Sunday, September 4, 2011

Do our Hometowns Define Us?


Once again over this holiday weekend I am visiting my hometown of Tunkhannock Pennsylvania.  And again I am brought back to the memories of being a 12 year old kid who went to the local sporting goods store and put half my allowance of 50 cents down on a lay away fishing pole.  Today I went into that store looking for some hardware but had to wander around the store just for the memories.  This is where I bought my first baseball glove that contributed to baseball being a significant part of my childhood.  Many memories were created at the local Little League baseball park that the town took pride in and was the site of the annual Memorial Day Little League baseball game between the two local Little League teams.  Yankees and Red Sox, Redskins and Cowboy rivalries have nothing on the competition between these two Little League teams. You were proudly a member of either the Turrell's or Gay Murry's teams.  Boyhood friendships meant nothing when you faced your best friend as a member of the other team. I will never forget striking out my best friend after he just missed hitting a homerun off me that just went foul. For years we relived that moment as each of us stressed a different component.  He would start by talking about how he just missed homer off me and I would finish the story by asking him what happened next.

Somehow a small town seemed so limiting as I grew up.  Minorities were unknown.  Big cities were seen as evil places of corruption controlled by big city Democrat mayors.  Our local paper was called the Tunkhannock Republican. James Carville, Bill Clinton's campaign staffer, called Pennsylvania, Philadelphia and Pittsburg with Mississippi in between.  Maybe not quite true but it does have an element of truth.  Schools did close the first day of deer hunting season as a school holiday. Few kids moved away but settled into the local job market often working where there parents had worked.

So it was somewhat of a surprised when I told my parents that I would move to that big city of Washington DC to go to college and I wasn't coming back.  Reading had given me a wider view of the world and I wanted to experience it rather than just reading about it.  Moving to DC in the early 1970's was like moving to a different planet.  Minorities, drugs, anti war protests and yes the first experience with rush hour traffic jams. Returning home with a beard and long hair was quite a shock for my parents. It is not a surprise that my parents bought me an electric razor for my first Christmas back.  My goodness, their first born had turned into a "hippie."  An even worse I was talking like a Democrat!  Evil forces had possessed me. My favorate phrase was "Question Authority."
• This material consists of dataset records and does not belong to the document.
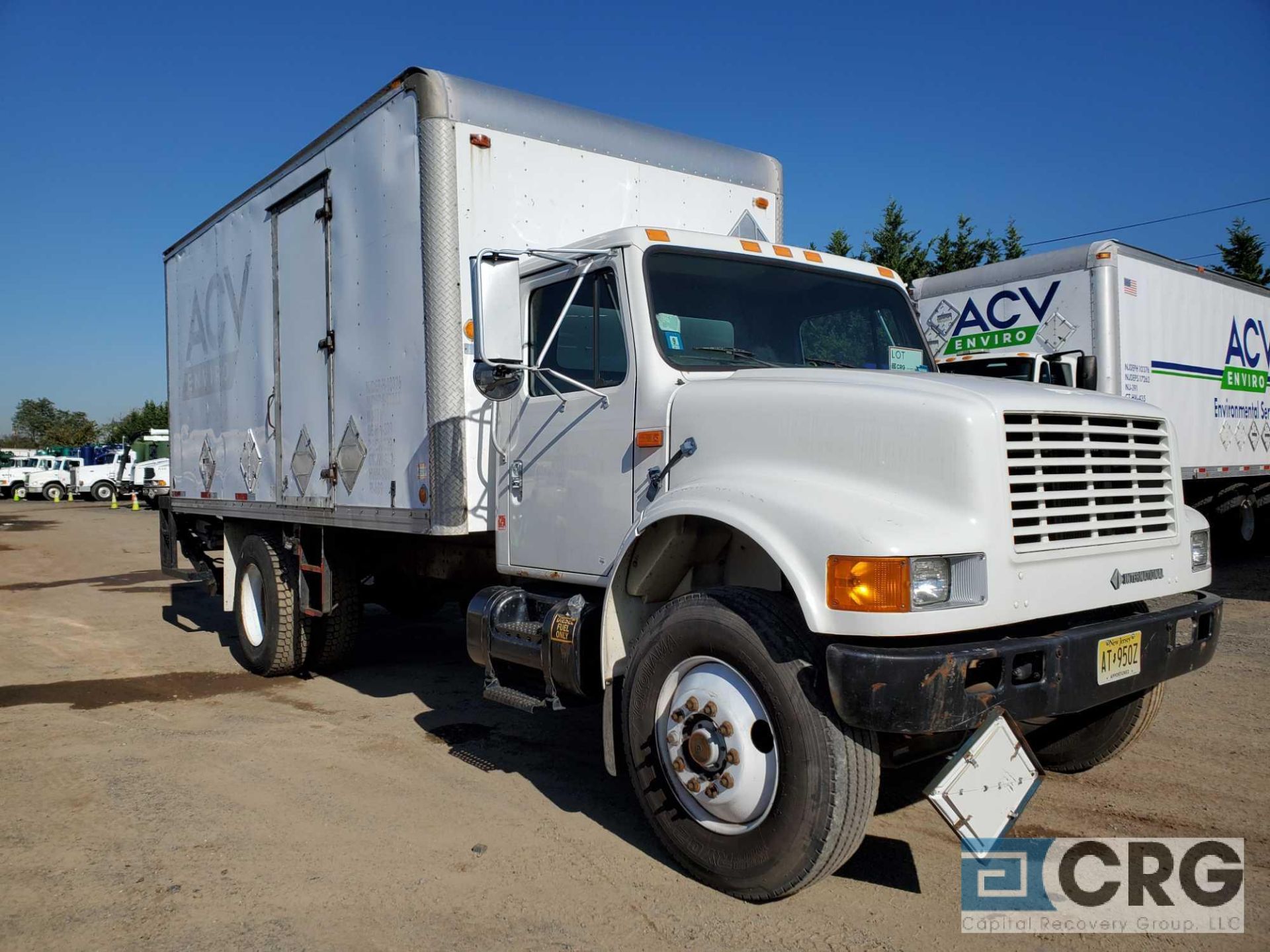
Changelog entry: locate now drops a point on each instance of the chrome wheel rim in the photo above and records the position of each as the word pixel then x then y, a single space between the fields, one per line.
pixel 716 746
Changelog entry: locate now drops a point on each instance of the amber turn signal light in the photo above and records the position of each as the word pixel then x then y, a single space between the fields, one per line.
pixel 865 584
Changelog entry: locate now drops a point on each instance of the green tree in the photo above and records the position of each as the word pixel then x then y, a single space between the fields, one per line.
pixel 33 420
pixel 1242 257
pixel 840 244
pixel 892 245
pixel 142 419
pixel 1013 244
pixel 70 429
pixel 964 251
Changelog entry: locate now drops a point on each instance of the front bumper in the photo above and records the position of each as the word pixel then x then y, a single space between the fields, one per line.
pixel 951 687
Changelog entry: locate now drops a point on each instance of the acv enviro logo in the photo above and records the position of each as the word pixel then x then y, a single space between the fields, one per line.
pixel 1104 885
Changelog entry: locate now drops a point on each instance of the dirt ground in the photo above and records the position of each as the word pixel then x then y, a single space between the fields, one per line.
pixel 155 795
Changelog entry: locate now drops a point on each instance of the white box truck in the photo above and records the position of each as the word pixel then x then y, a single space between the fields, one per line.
pixel 484 347
pixel 1189 340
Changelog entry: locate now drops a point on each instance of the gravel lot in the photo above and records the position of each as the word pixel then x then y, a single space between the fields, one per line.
pixel 155 795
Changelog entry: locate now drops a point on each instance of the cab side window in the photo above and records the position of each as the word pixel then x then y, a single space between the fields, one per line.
pixel 589 346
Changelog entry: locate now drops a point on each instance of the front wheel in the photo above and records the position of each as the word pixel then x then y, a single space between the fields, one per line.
pixel 1076 743
pixel 738 761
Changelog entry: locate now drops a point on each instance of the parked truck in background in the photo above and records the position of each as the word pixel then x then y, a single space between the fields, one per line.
pixel 560 367
pixel 1191 342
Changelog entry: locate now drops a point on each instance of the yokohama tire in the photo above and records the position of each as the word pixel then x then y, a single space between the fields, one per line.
pixel 272 634
pixel 827 779
pixel 1082 740
pixel 335 635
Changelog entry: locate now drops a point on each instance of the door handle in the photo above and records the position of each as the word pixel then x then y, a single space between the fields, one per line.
pixel 516 480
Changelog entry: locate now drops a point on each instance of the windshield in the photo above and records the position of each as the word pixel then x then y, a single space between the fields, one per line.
pixel 1005 368
pixel 714 313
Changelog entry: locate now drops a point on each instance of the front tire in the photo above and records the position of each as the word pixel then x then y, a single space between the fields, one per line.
pixel 1083 740
pixel 272 634
pixel 747 654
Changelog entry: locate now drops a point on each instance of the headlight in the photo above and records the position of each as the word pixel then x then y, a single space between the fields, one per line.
pixel 930 580
pixel 1199 550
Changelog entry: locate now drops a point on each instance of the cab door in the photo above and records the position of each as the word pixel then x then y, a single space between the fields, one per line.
pixel 566 488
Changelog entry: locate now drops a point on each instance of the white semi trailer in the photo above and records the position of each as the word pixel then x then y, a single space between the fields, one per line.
pixel 560 367
pixel 1191 342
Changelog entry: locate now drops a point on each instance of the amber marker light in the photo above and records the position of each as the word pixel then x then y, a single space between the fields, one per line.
pixel 864 584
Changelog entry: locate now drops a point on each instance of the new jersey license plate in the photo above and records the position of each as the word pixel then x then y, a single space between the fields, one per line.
pixel 1119 656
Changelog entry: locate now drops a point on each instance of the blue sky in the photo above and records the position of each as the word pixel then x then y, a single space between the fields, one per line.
pixel 125 125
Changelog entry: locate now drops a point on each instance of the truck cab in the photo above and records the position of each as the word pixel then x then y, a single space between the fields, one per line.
pixel 13 477
pixel 56 480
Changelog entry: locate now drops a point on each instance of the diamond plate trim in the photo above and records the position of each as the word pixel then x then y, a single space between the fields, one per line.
pixel 304 461
pixel 349 456
pixel 249 461
pixel 1054 332
pixel 207 463
pixel 443 317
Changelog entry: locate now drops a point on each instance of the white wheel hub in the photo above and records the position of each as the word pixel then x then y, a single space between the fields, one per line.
pixel 252 604
pixel 716 746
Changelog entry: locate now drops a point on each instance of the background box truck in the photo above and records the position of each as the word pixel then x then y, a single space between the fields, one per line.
pixel 648 465
pixel 1189 340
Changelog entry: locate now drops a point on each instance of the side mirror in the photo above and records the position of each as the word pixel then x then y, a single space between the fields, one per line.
pixel 497 309
pixel 497 381
pixel 1087 372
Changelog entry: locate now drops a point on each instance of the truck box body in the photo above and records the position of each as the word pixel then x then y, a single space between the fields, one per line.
pixel 361 243
pixel 1165 333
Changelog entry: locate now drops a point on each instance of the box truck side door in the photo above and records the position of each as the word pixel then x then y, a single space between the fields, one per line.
pixel 566 491
pixel 304 344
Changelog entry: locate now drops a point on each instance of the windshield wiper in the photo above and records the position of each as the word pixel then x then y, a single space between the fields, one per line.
pixel 738 352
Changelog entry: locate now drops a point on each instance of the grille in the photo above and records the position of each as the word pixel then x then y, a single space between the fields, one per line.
pixel 1085 480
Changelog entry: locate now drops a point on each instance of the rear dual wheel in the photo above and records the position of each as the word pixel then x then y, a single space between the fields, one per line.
pixel 740 763
pixel 276 637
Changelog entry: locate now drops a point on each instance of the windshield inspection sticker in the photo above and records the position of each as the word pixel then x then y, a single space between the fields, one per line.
pixel 906 358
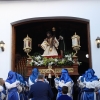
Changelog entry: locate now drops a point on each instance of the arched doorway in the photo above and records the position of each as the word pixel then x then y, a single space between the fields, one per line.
pixel 69 24
pixel 39 26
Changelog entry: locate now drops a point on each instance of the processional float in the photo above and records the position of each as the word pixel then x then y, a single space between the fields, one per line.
pixel 28 47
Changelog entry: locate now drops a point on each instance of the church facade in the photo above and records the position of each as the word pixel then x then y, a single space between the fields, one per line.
pixel 12 11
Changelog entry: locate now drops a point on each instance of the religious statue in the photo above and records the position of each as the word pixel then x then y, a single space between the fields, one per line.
pixel 49 45
pixel 61 46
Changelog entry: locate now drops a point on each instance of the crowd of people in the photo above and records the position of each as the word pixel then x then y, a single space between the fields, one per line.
pixel 37 87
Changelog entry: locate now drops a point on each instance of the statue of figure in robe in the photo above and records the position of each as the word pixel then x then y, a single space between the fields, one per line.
pixel 49 45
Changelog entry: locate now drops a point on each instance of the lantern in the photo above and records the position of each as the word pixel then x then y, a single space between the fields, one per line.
pixel 27 45
pixel 76 43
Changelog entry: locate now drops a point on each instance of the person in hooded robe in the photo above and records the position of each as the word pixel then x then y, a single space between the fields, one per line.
pixel 49 45
pixel 11 84
pixel 89 84
pixel 64 80
pixel 21 86
pixel 2 90
pixel 33 76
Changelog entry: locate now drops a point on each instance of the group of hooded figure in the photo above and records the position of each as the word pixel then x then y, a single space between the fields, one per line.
pixel 16 88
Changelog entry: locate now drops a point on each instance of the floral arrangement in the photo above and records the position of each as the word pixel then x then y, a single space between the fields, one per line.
pixel 38 60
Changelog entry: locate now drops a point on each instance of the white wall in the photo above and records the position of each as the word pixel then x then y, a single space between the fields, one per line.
pixel 14 11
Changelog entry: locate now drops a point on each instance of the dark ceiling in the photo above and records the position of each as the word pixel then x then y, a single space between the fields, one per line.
pixel 37 31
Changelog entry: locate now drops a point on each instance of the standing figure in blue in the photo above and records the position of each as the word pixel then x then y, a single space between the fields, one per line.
pixel 21 86
pixel 64 80
pixel 2 90
pixel 11 85
pixel 88 83
pixel 33 77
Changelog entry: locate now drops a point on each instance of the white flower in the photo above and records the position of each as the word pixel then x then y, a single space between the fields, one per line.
pixel 38 58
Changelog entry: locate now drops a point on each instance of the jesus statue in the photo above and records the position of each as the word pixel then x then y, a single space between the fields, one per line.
pixel 49 45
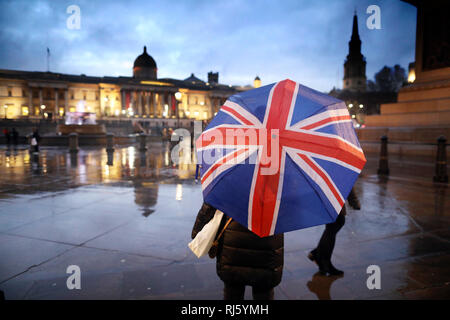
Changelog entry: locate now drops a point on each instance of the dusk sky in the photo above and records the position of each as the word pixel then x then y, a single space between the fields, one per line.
pixel 306 41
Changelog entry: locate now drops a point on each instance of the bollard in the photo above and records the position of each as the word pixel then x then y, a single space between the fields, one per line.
pixel 383 167
pixel 441 161
pixel 73 142
pixel 110 160
pixel 109 142
pixel 143 142
pixel 29 144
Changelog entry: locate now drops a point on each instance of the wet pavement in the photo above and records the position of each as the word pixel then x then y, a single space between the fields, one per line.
pixel 125 219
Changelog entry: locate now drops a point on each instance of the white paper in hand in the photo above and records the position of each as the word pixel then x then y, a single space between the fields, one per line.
pixel 203 241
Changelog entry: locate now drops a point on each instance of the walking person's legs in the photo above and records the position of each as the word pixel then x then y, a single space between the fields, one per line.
pixel 233 291
pixel 322 254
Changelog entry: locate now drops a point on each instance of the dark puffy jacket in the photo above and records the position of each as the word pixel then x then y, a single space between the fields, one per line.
pixel 242 256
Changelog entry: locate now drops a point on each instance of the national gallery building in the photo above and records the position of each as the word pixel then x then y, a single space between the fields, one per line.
pixel 143 97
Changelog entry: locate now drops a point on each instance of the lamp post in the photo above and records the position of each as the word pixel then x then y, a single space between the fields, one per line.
pixel 42 108
pixel 178 96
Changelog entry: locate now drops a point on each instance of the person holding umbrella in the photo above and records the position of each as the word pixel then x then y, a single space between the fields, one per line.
pixel 243 258
pixel 321 255
pixel 277 158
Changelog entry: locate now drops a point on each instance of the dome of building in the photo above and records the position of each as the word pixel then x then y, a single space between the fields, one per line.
pixel 194 80
pixel 144 66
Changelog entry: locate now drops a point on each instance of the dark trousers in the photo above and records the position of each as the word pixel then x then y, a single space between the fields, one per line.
pixel 326 244
pixel 236 292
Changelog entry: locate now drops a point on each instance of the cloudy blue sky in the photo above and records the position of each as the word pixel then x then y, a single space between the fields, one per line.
pixel 306 41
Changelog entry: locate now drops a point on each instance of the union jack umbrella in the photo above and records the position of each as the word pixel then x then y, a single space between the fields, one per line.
pixel 279 158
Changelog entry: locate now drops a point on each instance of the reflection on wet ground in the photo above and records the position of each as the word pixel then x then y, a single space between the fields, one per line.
pixel 125 218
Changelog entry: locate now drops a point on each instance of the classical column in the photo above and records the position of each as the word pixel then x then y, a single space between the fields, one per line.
pixel 155 104
pixel 30 101
pixel 139 104
pixel 41 102
pixel 122 107
pixel 56 104
pixel 66 100
pixel 147 103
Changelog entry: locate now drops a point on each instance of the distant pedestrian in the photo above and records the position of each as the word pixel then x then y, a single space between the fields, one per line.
pixel 15 137
pixel 243 258
pixel 322 254
pixel 35 139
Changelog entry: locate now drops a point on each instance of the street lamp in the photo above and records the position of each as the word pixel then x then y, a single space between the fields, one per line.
pixel 178 96
pixel 43 108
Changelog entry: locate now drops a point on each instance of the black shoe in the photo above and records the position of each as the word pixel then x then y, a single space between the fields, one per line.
pixel 325 266
pixel 332 271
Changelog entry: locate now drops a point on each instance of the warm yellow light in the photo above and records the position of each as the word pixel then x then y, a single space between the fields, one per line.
pixel 411 76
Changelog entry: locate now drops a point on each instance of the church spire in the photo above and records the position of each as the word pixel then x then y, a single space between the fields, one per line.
pixel 355 34
pixel 355 64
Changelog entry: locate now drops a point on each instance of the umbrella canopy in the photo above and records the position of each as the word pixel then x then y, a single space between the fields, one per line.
pixel 279 158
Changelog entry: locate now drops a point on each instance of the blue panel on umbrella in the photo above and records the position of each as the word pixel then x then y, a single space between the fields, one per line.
pixel 231 194
pixel 300 199
pixel 342 177
pixel 254 101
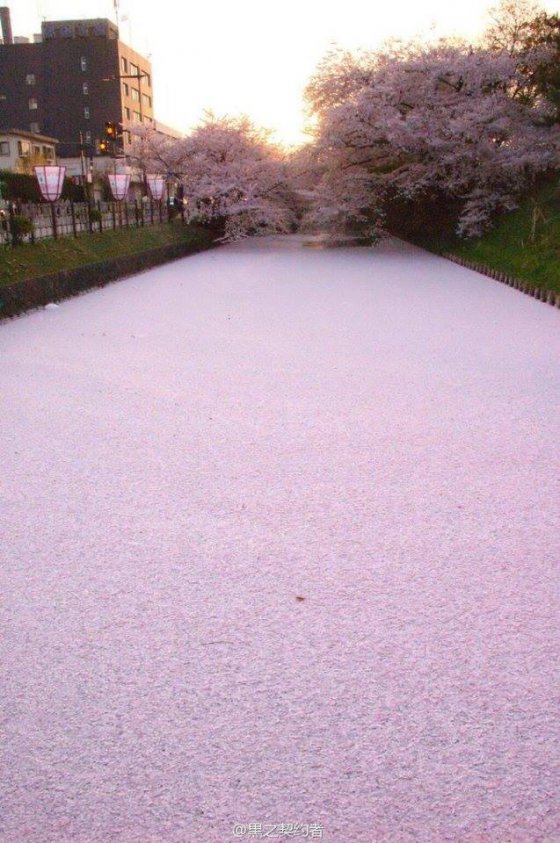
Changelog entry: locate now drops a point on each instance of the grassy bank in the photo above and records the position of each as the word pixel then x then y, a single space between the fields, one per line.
pixel 32 261
pixel 524 244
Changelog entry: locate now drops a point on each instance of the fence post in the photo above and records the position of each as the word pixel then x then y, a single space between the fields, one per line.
pixel 32 215
pixel 73 212
pixel 53 217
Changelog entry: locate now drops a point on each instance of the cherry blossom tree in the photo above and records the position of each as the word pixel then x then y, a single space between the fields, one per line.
pixel 232 175
pixel 413 121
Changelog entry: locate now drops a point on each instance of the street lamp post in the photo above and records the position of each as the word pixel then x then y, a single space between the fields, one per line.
pixel 51 181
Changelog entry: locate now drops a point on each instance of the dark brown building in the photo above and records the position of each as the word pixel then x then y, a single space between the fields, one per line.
pixel 70 81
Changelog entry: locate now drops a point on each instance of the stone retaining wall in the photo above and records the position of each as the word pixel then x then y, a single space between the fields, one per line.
pixel 36 292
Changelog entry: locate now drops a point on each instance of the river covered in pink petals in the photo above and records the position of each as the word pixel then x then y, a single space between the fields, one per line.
pixel 280 531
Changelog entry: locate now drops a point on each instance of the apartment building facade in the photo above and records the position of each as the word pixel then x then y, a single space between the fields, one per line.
pixel 70 80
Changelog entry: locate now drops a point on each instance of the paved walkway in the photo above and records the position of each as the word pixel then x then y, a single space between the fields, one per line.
pixel 279 534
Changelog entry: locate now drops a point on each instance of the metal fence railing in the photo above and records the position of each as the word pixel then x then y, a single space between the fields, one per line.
pixel 67 218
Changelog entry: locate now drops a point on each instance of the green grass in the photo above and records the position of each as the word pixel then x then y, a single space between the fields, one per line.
pixel 524 244
pixel 30 261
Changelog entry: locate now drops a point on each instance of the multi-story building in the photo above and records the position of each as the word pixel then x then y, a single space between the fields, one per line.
pixel 20 150
pixel 70 80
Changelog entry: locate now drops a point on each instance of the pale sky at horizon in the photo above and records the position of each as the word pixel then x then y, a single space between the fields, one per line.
pixel 237 59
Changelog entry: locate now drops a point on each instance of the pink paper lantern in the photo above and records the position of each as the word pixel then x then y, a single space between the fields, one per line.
pixel 51 180
pixel 157 186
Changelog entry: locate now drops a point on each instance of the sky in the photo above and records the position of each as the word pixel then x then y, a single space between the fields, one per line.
pixel 250 57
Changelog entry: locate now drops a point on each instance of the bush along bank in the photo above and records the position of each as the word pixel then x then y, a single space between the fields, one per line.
pixel 29 293
pixel 542 294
All that seems like a distant memory as I find my parents entering the last phase of their lives and I find other people referring to me as an "older person."  That alone has had me thinking of growing a beard again even if it would be gray this time.  I understand guys my age wearing a ponytail.  It is not easy to have an anti establishment mentality when others look at you as "the establishment."

Time has mellowed my feeling for my hometown and I now can look at it as a place that did define a lot of what I am and not as a place I rejected.  And every return visit for me is a chance to go back to the 1950's and remember the days of Leave it to Beaver and Ozzie and Harriet. And somehow I really do like reliving that time. The rebel is still a part of me but with a higher tolerance for those who chose a different path.